A derivação no campo lexical da escatologia

 « (...) Se pudéssemos usar palavrões, merda é a melhor palavra. Mas os palavrões para urina/urinar são igualmente simples (mijo/mijar). Então por que razão é que não se pode dizer “merdar"? (...)»

 

A língua diz tudo – ou, pelo menos, diz tudo o que há para dizer. E às vezes usa-se para não dizer outra coisa – e diz mais ainda.

Considere-se a urina. É um esplêndido substantivo. Não é preciso arranjar outra palavra. Para chegar ao verbo basta um erre: urinar.

Daí que se possa falar, com toda a clareza, em aparelho urinário, infecções urinárias e nos especialistas que mais percebem dessas coisas: os urologistas.

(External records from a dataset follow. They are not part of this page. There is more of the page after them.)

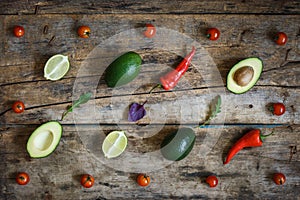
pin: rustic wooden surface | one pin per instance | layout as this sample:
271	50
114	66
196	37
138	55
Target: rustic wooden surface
246	31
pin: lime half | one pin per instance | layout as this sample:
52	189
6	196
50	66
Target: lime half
114	144
56	67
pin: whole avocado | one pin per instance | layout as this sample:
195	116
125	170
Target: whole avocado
123	69
178	144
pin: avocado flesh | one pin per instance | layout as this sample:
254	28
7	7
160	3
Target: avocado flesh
256	65
44	140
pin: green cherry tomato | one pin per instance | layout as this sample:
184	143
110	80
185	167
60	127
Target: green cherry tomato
150	31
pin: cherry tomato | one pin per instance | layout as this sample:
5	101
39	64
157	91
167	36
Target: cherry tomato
281	38
212	181
87	180
213	34
19	31
143	180
18	107
279	178
22	178
277	109
150	31
84	31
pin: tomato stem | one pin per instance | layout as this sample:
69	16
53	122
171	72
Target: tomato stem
157	86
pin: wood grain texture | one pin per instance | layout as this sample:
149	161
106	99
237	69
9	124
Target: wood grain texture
247	30
147	7
58	177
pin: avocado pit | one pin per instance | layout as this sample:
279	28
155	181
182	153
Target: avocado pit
243	75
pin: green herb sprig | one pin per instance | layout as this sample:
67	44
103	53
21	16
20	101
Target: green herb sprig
215	109
84	98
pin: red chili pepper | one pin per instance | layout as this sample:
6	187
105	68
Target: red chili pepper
170	80
251	139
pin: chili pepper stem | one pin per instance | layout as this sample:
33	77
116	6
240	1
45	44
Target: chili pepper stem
262	137
157	86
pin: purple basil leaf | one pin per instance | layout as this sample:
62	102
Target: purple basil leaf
136	112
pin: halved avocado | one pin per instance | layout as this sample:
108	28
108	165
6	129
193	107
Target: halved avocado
44	140
243	75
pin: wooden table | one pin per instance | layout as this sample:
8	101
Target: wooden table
246	31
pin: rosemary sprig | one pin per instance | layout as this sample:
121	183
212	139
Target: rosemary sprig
84	98
215	109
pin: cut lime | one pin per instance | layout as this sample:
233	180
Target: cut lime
114	144
56	67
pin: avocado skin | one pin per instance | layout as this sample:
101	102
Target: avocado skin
54	148
123	69
177	145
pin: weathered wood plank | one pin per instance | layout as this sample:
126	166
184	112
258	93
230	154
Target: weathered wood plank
249	37
156	6
179	107
57	176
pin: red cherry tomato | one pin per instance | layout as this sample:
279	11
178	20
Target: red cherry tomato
18	107
19	31
281	38
213	34
279	178
277	109
212	181
87	180
143	180
84	31
150	31
22	178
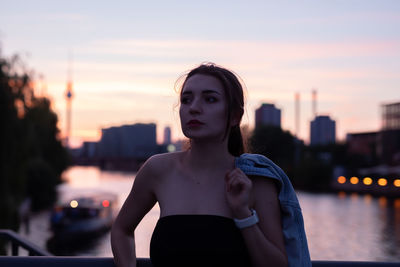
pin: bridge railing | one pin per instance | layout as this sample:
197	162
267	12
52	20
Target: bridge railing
42	258
17	241
53	261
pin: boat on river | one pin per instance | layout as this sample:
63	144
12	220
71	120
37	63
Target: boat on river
83	215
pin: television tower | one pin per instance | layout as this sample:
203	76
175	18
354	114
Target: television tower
297	114
314	102
68	98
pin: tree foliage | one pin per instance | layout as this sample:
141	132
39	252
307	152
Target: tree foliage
32	157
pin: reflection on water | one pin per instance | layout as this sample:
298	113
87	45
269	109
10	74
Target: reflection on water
352	227
339	226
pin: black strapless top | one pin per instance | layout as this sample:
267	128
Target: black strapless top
197	240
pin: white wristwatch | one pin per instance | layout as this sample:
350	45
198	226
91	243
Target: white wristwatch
246	222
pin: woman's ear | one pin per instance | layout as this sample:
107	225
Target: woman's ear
235	120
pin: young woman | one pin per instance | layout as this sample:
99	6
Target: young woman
218	206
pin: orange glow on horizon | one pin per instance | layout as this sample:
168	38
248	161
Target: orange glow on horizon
367	181
341	179
382	182
106	203
354	180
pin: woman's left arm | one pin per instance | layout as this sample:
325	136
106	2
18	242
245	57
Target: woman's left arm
264	240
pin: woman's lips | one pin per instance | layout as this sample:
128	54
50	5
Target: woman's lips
194	123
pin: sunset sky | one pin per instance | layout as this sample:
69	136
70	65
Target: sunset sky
127	56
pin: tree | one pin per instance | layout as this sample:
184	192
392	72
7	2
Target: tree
32	157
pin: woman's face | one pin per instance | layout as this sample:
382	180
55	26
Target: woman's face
203	108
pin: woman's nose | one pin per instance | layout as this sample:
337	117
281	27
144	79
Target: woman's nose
195	106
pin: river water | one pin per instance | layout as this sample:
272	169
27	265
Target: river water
339	226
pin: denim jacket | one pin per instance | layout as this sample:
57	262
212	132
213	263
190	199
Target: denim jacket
292	219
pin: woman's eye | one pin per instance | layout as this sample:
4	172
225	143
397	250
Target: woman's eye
211	99
185	100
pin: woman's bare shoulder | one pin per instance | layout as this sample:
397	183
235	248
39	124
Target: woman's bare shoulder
159	163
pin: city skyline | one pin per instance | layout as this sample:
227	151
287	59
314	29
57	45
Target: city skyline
127	58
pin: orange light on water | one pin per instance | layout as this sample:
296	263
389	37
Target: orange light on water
341	179
382	181
367	181
73	204
106	203
354	180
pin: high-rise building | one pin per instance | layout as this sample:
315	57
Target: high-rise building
391	116
268	114
128	141
167	135
323	131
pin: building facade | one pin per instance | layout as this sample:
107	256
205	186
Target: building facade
322	131
128	141
268	114
391	116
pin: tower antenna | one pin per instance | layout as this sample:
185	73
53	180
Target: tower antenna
68	97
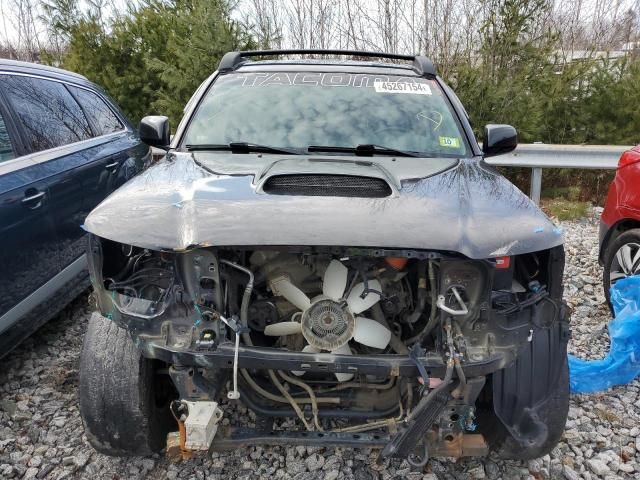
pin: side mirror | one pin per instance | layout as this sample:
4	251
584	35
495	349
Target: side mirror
499	139
154	131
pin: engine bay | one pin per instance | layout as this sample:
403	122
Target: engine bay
364	335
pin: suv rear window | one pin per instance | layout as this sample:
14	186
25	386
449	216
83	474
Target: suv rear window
6	149
297	110
99	113
49	114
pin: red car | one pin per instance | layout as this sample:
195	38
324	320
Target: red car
620	222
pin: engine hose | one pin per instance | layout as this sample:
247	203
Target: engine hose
461	376
371	386
396	344
388	422
433	317
291	400
246	297
277	398
422	294
312	396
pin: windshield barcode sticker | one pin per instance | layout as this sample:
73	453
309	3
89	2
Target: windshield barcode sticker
402	87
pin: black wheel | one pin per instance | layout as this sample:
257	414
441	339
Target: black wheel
124	403
553	413
621	259
531	395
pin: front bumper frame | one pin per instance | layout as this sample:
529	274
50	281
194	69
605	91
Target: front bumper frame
261	358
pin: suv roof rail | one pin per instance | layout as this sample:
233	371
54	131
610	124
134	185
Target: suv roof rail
232	60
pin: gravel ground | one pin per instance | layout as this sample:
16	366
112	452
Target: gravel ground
41	434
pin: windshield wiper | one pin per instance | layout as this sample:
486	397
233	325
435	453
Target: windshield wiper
364	149
241	147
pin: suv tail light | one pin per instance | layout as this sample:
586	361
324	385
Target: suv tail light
629	157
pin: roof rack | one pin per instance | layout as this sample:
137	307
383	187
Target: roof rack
232	60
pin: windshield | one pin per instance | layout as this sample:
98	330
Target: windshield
299	110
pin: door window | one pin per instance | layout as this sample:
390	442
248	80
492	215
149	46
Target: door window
6	149
99	113
50	116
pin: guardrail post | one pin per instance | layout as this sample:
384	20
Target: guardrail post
536	184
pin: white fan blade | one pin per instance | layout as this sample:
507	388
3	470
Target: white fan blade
281	329
343	350
359	305
306	349
335	280
282	286
370	333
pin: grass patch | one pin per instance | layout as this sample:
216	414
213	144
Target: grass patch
564	209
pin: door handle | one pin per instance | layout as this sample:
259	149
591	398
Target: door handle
32	199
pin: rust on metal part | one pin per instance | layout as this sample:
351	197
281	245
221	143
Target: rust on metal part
460	445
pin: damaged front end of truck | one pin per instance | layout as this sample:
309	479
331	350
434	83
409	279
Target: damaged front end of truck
412	349
406	298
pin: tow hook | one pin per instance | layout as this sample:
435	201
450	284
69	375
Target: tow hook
197	426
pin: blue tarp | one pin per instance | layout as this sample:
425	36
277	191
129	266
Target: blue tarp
622	364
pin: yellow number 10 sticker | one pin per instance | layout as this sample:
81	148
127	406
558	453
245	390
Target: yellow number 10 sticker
451	142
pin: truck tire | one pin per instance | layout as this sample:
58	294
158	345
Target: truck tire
123	403
611	266
553	414
532	396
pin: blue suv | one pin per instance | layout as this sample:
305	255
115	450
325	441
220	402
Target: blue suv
64	146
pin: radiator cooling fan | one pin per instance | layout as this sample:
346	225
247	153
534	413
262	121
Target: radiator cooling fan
329	321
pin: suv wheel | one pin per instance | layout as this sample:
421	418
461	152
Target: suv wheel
621	259
124	404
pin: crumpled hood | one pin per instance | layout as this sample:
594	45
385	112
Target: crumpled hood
215	199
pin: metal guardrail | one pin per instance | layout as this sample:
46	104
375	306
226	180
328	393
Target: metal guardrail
541	155
538	156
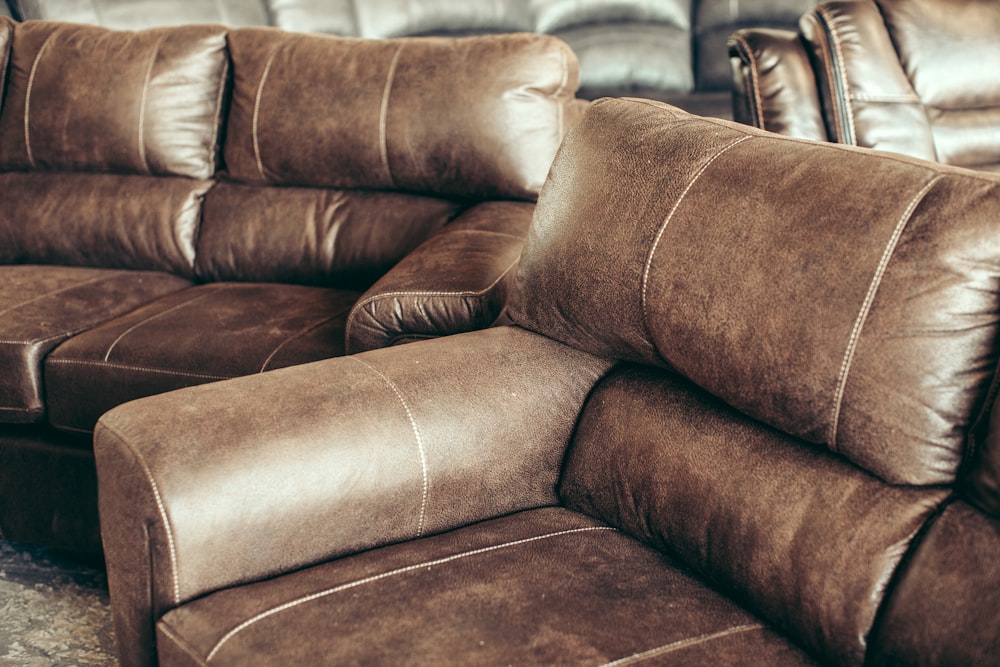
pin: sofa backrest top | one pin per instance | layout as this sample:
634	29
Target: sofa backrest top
913	76
846	297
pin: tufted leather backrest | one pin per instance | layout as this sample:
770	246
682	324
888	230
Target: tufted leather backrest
883	350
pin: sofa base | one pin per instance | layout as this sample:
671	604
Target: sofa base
48	487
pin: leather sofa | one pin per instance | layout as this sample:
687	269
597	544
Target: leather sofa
917	77
742	414
187	204
665	49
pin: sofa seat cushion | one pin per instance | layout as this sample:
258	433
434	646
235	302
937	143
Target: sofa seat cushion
205	333
546	586
41	306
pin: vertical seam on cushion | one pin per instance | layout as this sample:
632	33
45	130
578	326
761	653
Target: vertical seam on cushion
421	449
383	116
859	322
683	644
385	575
142	103
27	99
256	110
666	222
160	507
121	336
840	73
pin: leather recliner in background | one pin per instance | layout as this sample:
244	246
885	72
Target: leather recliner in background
919	77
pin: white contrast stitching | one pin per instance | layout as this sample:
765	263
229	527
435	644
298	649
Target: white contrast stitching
663	228
682	644
859	322
256	110
142	104
383	117
385	575
416	432
160	508
27	99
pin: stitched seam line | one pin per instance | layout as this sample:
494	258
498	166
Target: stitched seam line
841	74
256	110
160	508
421	450
27	99
663	228
859	322
142	104
121	336
130	367
383	117
682	644
298	334
385	575
392	295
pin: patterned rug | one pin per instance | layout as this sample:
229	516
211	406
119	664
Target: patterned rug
53	610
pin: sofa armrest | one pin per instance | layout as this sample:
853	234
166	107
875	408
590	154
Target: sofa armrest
774	86
235	481
454	282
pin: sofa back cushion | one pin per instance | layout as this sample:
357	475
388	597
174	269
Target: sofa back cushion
474	118
85	98
912	76
845	297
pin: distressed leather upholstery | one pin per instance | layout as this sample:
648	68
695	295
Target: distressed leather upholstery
728	424
188	204
665	49
911	76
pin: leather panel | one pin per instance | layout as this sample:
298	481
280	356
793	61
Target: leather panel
138	14
888	338
945	605
205	333
85	98
773	83
489	131
868	99
761	514
101	220
547	587
400	18
456	281
41	306
341	481
309	236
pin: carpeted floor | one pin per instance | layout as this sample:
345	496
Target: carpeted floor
53	610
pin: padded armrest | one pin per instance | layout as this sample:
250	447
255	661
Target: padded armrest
235	481
454	282
774	87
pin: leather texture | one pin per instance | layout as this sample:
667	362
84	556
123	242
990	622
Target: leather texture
202	334
681	470
773	83
908	76
44	306
837	362
344	481
156	111
458	280
498	106
545	587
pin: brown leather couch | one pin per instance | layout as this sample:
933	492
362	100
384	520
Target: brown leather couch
183	205
742	415
665	49
919	77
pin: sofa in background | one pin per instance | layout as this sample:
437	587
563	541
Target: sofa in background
188	204
673	50
744	414
919	77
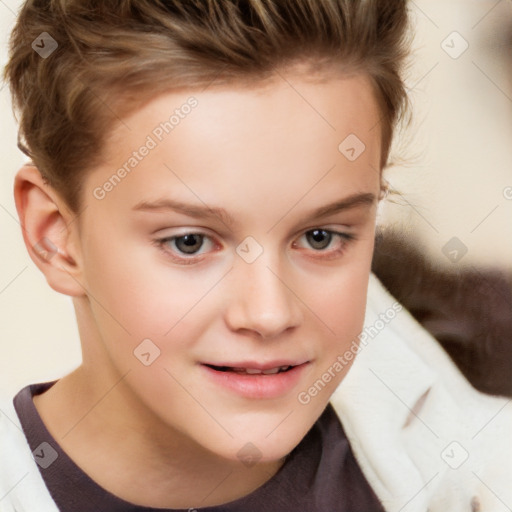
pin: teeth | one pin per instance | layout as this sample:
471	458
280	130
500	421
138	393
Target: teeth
250	371
254	371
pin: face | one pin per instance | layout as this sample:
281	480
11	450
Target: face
225	247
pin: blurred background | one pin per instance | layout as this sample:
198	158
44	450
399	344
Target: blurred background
456	182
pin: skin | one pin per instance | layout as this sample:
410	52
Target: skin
165	435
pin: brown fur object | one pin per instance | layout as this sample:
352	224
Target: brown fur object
469	311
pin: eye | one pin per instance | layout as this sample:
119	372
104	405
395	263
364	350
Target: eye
325	241
188	244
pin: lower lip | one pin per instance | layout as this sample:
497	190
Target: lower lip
258	386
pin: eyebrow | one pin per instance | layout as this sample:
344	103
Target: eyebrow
203	212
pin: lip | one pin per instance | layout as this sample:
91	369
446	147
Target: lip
257	386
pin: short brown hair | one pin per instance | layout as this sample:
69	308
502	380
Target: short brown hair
114	55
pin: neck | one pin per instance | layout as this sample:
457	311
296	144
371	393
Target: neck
123	448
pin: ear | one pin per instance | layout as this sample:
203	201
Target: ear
48	231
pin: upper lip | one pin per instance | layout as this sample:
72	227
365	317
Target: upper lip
259	366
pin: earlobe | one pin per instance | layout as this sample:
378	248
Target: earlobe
44	219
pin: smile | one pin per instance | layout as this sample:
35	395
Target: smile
253	381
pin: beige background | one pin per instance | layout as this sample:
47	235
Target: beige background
454	187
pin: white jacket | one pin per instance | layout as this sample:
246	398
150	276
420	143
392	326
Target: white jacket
424	438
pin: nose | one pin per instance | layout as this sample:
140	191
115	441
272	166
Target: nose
262	301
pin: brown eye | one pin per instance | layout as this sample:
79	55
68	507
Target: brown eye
319	239
189	244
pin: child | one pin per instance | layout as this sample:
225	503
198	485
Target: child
203	183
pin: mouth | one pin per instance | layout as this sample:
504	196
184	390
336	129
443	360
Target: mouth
251	380
252	371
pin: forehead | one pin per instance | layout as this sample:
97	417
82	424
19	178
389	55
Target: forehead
276	138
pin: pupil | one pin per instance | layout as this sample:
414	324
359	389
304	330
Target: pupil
189	243
319	238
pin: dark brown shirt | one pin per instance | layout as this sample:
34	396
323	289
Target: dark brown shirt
320	474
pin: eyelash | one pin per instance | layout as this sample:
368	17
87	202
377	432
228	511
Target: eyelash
345	240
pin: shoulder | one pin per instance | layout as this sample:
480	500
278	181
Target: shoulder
416	425
21	485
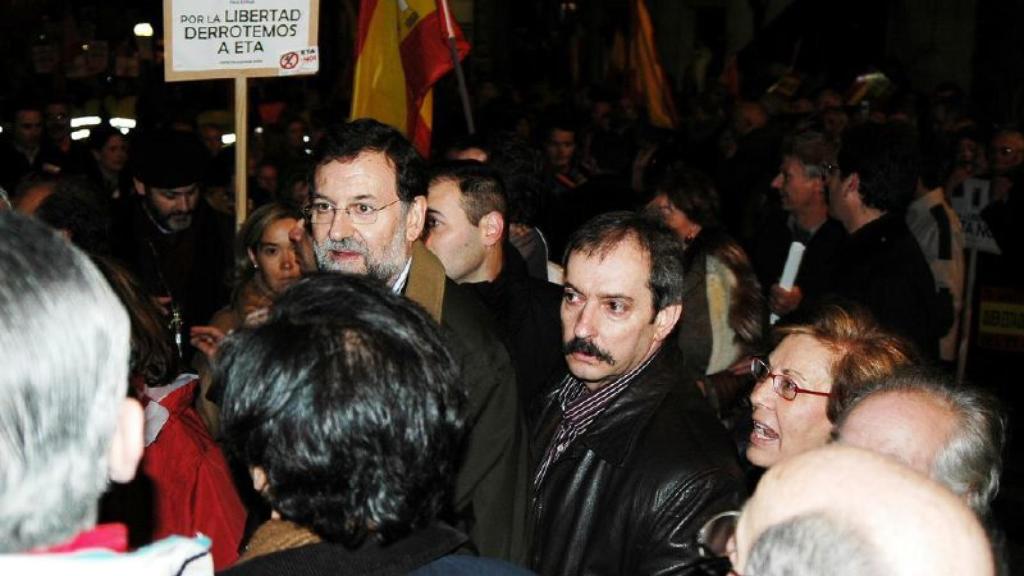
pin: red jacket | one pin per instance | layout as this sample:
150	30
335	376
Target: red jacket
193	486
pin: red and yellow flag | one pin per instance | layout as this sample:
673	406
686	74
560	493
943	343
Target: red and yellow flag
648	79
401	50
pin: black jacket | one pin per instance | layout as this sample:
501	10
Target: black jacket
527	311
429	550
190	265
629	495
882	266
816	269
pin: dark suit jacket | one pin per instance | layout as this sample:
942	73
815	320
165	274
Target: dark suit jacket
491	488
630	494
882	266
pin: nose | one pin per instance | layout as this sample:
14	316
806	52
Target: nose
341	225
762	394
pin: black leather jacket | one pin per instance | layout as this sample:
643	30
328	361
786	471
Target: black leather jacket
629	496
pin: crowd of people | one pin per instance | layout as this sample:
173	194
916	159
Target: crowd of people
555	347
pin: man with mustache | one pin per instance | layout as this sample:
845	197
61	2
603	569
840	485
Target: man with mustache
367	211
634	460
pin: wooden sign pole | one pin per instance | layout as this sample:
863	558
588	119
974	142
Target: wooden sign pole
241	141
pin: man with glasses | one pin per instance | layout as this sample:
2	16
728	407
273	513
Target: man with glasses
19	150
175	243
843	510
367	211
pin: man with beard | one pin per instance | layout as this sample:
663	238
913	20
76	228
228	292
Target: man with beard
634	460
367	211
177	245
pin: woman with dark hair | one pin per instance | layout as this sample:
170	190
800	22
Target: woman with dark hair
812	375
724	307
192	487
110	155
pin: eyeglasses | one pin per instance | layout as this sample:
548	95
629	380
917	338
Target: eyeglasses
323	212
783	384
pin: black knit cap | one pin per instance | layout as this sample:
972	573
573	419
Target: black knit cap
169	159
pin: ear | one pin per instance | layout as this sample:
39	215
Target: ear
666	320
415	217
492	229
260	483
128	443
852	183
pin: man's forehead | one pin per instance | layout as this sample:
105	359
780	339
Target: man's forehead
617	268
370	174
187	189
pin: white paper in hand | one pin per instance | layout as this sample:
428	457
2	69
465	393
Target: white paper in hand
791	270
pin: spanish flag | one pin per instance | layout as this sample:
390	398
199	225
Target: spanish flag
401	50
647	76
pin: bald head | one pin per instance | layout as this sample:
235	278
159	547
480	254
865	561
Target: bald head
911	426
895	518
1008	151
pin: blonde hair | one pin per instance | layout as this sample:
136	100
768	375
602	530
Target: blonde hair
862	351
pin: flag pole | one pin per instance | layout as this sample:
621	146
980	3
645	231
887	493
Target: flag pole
454	50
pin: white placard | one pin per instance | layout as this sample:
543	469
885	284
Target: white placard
229	38
968	201
790	271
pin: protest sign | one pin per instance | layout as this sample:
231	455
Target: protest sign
207	39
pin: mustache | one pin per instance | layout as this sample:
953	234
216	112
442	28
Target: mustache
588	347
344	245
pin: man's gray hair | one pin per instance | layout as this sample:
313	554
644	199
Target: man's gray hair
64	369
971	461
809	545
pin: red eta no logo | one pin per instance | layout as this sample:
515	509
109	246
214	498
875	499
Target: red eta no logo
290	60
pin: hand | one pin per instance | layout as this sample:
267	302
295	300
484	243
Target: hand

Já estão a ver aonde eu estou a querer chegar. Entramos no mundo do eufemismo, do nojo, dos rodeios e dos salamaleques.

Urinar é uma palavra feia, como urina, mas poderia ser bonita, atendendo ao que significa?

Ensinamos as crianças a dizer «chichi», mas também nós ficamos ensinados para toda a vida, dizendo que vamos fazer chichi independentemente da idade e ficando horrorizados se alguém diz que vai urinar.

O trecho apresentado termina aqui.